APH : Les pays les moins exigeants sont en Amérique du Nord, en Amérique latine, en Asie ?
LL : Pas tous les pays, mais approximativement, oui. En tout cas, sur ce point spécifique de la négociation.
APH : Comment gérer les intérêts, notamment commerciaux, des uns et des autres dans le cadre des négociations climatiques ?
NG : On a toujours dit : « Il ne faut surtout pas entrer sur ce terrain ». Nous sommes attentifs à ne pas dupliquer les discussions qui se tiennent à l’OMC (Organisation mondiale du commerce). On fait attention à bien séparer les choses.
APH : Si l’accord de la Cop21 n’est pas contraignant, comment imaginer que les pays mettront en œuvre leurs engagements de réduction des émissions ?
LL : La manière de s’assurer que les engagements sont tenus fait partie des négociations. Après, les pays sont redevables en termes de réputation, au niveau international et vis-à-vis de leur propre population.

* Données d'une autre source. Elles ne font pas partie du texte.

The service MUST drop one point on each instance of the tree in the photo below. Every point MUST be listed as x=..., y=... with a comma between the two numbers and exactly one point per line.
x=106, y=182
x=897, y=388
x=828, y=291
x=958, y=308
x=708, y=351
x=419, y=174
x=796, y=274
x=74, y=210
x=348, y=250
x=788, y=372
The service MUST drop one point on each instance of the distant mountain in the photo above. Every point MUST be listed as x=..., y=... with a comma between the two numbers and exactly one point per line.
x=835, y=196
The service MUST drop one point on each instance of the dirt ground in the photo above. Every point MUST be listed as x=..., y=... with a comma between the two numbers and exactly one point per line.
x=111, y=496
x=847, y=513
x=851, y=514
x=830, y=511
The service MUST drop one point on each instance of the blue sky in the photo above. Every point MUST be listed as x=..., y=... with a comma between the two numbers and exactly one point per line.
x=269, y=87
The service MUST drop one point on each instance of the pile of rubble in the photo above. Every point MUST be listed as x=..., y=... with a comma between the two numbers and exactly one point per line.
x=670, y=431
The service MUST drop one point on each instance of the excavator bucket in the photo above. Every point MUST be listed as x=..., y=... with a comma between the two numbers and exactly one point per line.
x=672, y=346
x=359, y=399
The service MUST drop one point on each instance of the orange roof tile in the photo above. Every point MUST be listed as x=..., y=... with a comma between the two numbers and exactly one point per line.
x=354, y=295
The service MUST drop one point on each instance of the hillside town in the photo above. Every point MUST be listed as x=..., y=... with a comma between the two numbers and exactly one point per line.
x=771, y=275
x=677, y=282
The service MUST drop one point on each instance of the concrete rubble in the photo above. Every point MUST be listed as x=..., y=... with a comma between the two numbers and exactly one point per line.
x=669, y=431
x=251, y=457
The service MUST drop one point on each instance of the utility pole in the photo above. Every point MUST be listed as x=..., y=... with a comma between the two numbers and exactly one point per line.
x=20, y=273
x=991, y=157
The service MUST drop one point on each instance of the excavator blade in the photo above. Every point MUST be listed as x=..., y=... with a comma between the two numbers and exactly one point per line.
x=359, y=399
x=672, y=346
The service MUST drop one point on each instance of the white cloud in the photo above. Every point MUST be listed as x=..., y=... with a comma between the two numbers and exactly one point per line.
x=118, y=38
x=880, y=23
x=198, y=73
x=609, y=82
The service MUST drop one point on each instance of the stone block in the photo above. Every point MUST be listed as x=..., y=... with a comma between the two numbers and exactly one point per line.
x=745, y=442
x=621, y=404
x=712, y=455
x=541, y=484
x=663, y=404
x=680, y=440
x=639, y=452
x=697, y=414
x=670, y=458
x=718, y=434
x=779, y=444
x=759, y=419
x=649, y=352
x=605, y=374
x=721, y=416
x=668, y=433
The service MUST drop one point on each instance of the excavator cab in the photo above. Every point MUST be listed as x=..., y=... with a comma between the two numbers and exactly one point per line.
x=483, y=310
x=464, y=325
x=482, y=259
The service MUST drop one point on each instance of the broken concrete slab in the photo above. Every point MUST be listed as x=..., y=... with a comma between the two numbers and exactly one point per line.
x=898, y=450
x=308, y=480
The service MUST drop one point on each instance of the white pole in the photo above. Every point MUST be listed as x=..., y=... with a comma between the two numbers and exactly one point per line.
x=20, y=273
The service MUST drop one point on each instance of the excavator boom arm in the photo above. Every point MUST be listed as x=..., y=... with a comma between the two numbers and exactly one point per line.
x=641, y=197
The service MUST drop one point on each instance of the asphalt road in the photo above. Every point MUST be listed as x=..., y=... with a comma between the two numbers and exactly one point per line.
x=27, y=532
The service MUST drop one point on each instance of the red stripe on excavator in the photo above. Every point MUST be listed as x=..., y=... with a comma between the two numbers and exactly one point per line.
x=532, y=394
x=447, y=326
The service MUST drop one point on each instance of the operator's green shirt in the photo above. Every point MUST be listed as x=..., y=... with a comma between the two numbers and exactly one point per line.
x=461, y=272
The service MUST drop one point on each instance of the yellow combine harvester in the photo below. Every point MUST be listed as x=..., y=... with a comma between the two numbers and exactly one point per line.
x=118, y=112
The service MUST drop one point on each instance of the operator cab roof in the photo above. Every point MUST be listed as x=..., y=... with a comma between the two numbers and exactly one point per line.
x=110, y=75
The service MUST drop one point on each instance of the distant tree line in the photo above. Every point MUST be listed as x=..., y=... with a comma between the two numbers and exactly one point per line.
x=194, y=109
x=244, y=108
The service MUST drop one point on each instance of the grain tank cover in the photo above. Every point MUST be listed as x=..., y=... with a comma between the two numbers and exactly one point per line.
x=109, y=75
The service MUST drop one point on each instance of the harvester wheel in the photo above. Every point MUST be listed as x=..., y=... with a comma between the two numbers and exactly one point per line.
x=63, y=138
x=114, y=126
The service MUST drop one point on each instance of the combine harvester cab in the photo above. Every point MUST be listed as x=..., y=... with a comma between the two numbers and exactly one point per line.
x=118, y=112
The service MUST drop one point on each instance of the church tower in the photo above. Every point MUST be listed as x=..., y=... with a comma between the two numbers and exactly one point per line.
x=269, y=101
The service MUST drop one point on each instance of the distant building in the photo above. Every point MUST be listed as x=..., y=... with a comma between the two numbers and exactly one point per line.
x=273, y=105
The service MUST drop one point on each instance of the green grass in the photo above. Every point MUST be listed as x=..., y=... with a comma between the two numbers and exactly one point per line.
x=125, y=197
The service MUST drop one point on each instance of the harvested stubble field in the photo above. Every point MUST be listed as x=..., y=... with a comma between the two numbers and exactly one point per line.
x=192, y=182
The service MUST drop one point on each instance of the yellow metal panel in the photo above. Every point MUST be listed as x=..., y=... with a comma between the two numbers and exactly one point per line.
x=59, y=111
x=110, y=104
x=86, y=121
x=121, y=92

APH : Avez-vous un « emploi du temps » des négociateurs au long de ces négociations ?
LL : Pour les sessions internationales, il y a des réunions obligatoires programmées entre les différents pays. Cette programmation évolue au fur et à mesure de l’avancée des sujets. Tous les matins et tous les soirs, on a des réunions pour faire le point au sein de la délégation française. C’est le cas pour toutes les sessions des négociations (dont la COP21 à venir, ndlr).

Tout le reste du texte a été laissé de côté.